My dad took me to the local drug store the night she was born. "Pick any toy you want," he said, "as long as it's under five dollars." I picked up a Barbie, the first brand new one I'd ever touched before. Her legs didn't bend at the knees and she was shoeless, but her hair was nylon fiber smooth and her pink dress was simple and lovely. "Can I have this one?" I asked. Dad nodded. This was the only Barbie I'd ever own and it was all thanks to her being born.
I remember loving this mewling, wrinkly thing bundled in cotton onesies who came home some slightly chilled Phoenix autumn evening. I loved her not because she was oh-so-adorably like my dolls but because she needed me. Mother was in college, Dad slept all day and burned the midnight oil. I gave her bottles of glucose water when Mother was gone, I changed her diapers. When Mother vacuumed it made my sister scream because it hurt her fragile eardrums so I rocked her and sang "Stille Nacht" until she calmed down.
Her needing me when we were little is what made being around her possible even when she got more of our mother's time, when she was preferred by our grandmother, when she so clearly was a prettier chid. During countless roadtrips, I would entertain her in the backseat of the car, manufacturing an invisible friend named "Middle" who would make her laugh. When she'd get spanked for crying (which was often), I would plead with our father on her behalf, furious at the injustice of punishing a child for crying because she was being punished. And I needed her, too. I authored many a stage play that needed pint-sized actors. Without her, I would've had to be content with only dolls.
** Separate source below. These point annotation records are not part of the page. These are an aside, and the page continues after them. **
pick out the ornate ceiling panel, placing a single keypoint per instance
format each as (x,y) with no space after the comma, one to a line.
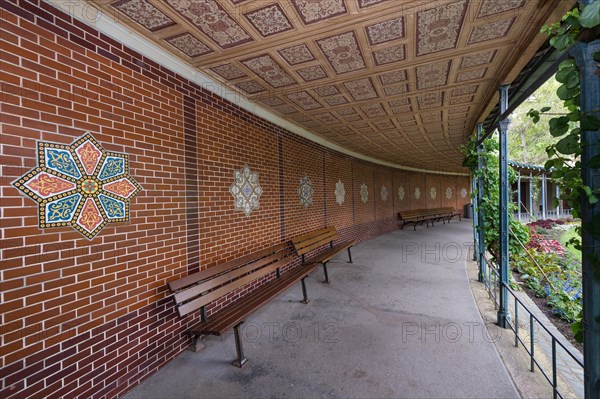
(397,80)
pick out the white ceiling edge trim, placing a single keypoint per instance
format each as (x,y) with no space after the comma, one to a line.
(102,22)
When we were younger and I would try to emphasize the difference between us and my greater maturity, I would say that we're 'almost five years apart.' She would correct me with, 'no, we're almost four years apart.' Now that she's on the cusp of 29, our positions are reversed as I try to point out close I am to her age. She's still quick to correct me, this time pointing out that we're almost five years apart, making her that much younger. Such are the competitive vanities of sisters.
About 12 years ago, she wrote me a letter when she was 17 and had just been initiated into the same sorority. I was too embarrassed to read it all the way through then and I am now, too. Not because any part of it is inappropriate but because my then-17-year-old sister reveals her effusive, bare emotions with her "Anne of Green Gables" melodramatic style. Her letter reminds me too much of my 17-year-old self and how much I used to care (or let people see that I cared) before I wrapped myself in my own little shell.
The 20s are a rough time. It's when the childhood rubber hits the road of adulthood, when you have to actually put into action all those things you dreamed about doing and hope they yield the expected results. Sometimes they don't. Turning 29 is when a person may reasonably look back on their 'youth' and reflect on what one has or has not accomplished. It can be sobering. Competitiveness aside, I feel like I can relate, a few years ago having written about going through a little taste of something similar when I turned 30.
The last few years have been hard on my sister for reasons we share, the last 12 months particularly so. My guess is that this makes turning 29 into a certain indignity for her, insult added to injury. But, I refuse to offer her pity (it's beneath both her dignity and mine) and compassion makes it sound like I'm giving her my blessing to compromise on her goals, which is the last thing I would want for her. Getting older doesn't require compromise, but it does demand acceptance.
Over the years, I've seen my little sister become very much like me -- or at least the me I might've been except for a couple key differences in our life paths. There's nothing wrong with that and I defend all of her choices. But just like parents hope for their children to have better lives than they had, I wish I could help give her a more uplifting outlook. After all, depending on how you reckon the passage of time, I'm either almost five or just over four years older than she is and I have a certain perspective to offer.
So here's what I've learned in the last few years since I turned 29:
You don't stop feeling lonely or out of place. You just realize that it's how life will be for you and you become okay with that.
Right now at this moment you are the best looking you will ever be. Delight in that.
The only ones with you from the very beginning who will be able to relate to you in the end are your siblings, for better or for worse. Keep in touch with all of them.
Smile more. It's the only sure-fire way to look younger.
Worry less. Whatever it is you're going through now, next year it will matter less. Five years from now, it won't matter at all.
Call home. They need you, even if they don't say it. You need them, even if you won't admit it. I promise you that someday you'll wish you'd connected with them more.
Let it go (whatever 'it' is for you at any given moment).
I won't promise your 30s will be easy. But I do think they will be easier. Trust your big sister on this one.
Also, don't forget to call me in 10 years. I'll give you a preview of your 40s.